Adem İbrahimoğlu

Personal information
- Full name: Adem İbrahimoğlu
- Date of birth: 2 January 1957 (age 69)
- Place of birth: Bitola, Yugoslavia
- Position: Goalkeeper

Senior career*
- Years: Team / Apps / (Gls)
- 1976–1979: Eskişehirspor / 42 / (0)
- 1979–1981: Fenerbahçe / 59 / (0)
- 1981–1986: Beşiktaş / 69 / (0)
- 1986–1987: Antalyaspor / 10 / (0)
- 1987–1989: Bakırköyspor / 25 / (0)
- 1989–1990: Gaziosmanpaşaspor / 0 / (0)
- 1990–1991: Nişantaşıspor / 40 / (0)
- 1991–1992: Elazığspor / 8 / (0)

International career^{‡}
- 1982: Turkey U21 / 1 / (0)
- 1983: Turkey / 3 / (0)

= Adem İbrahimoğlu =

Turkish footballer

Adem İbrahimoğlu (born 1 January 1957, Bitola, Yugoslavia) was a Turkish professional footballer who played as a goalkeeper.

== Career ==
He played 3 international matches which were all of them 1984 European Championship qualifiers and conceded 6 goals in these matches in 1983. In one of them he conceded 1 goal from a penalty kick in the match against Germany (lost by 1:5) on 26 March 1983.

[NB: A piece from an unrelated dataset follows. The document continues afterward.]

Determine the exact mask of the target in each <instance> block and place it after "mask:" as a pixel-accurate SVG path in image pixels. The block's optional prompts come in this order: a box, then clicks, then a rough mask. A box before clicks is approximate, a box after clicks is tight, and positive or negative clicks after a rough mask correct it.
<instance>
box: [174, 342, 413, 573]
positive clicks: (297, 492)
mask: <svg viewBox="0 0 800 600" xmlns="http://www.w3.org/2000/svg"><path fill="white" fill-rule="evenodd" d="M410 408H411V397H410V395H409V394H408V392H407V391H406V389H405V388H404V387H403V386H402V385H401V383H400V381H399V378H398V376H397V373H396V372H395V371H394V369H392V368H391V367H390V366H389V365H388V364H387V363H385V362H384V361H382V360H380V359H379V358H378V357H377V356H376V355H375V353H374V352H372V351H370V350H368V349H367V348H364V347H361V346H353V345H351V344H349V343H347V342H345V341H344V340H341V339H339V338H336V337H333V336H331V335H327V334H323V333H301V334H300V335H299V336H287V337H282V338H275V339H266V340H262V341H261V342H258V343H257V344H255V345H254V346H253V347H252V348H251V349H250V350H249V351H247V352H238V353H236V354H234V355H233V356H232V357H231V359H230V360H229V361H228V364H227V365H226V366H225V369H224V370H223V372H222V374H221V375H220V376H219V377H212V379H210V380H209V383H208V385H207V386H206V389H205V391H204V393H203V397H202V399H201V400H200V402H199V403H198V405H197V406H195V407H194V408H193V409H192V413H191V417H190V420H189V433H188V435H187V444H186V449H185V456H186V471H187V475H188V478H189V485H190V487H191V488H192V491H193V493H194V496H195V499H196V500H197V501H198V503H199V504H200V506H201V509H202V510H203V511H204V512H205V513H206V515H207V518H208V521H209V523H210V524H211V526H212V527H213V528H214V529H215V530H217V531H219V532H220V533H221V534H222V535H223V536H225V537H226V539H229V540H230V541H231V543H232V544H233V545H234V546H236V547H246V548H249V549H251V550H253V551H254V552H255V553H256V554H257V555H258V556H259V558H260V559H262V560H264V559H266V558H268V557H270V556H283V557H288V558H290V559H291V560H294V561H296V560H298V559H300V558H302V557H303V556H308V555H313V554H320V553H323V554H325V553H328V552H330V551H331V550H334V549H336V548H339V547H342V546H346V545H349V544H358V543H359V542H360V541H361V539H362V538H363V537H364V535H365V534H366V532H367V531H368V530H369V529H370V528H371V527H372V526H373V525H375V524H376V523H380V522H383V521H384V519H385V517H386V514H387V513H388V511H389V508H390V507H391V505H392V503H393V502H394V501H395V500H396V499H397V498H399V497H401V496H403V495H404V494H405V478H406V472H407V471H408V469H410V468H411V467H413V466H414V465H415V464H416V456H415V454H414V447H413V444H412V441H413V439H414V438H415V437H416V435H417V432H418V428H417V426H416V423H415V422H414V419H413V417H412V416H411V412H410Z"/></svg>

== Club and manager career ==
İbrahimoğlu, who transferred to Eskişehirspor and had a successful performance here, is a football player who was the goalkeeper of Fenerbahçe in the 1978-81 seasons and Beşiktaş in the 1981-86 seasons. In Turkey national football team also worked in the same period Adam İbrahimoğlu, then Antalyaspor (1986–87), Bakirköyspor (1987–89), Eyup (1989-1990), in Nişantaşıspor (1990–91) have played and Elazığspor'un (1991 -1992) started to coach after quitting football. In 1996-98, he worked as the goalkeeper coach of the national team in Fatih Terim's team. Later, Çanakkale Dardanelspor worked as a goalkeeper coach in Beşiktaş youth team during the 2005-2006 season.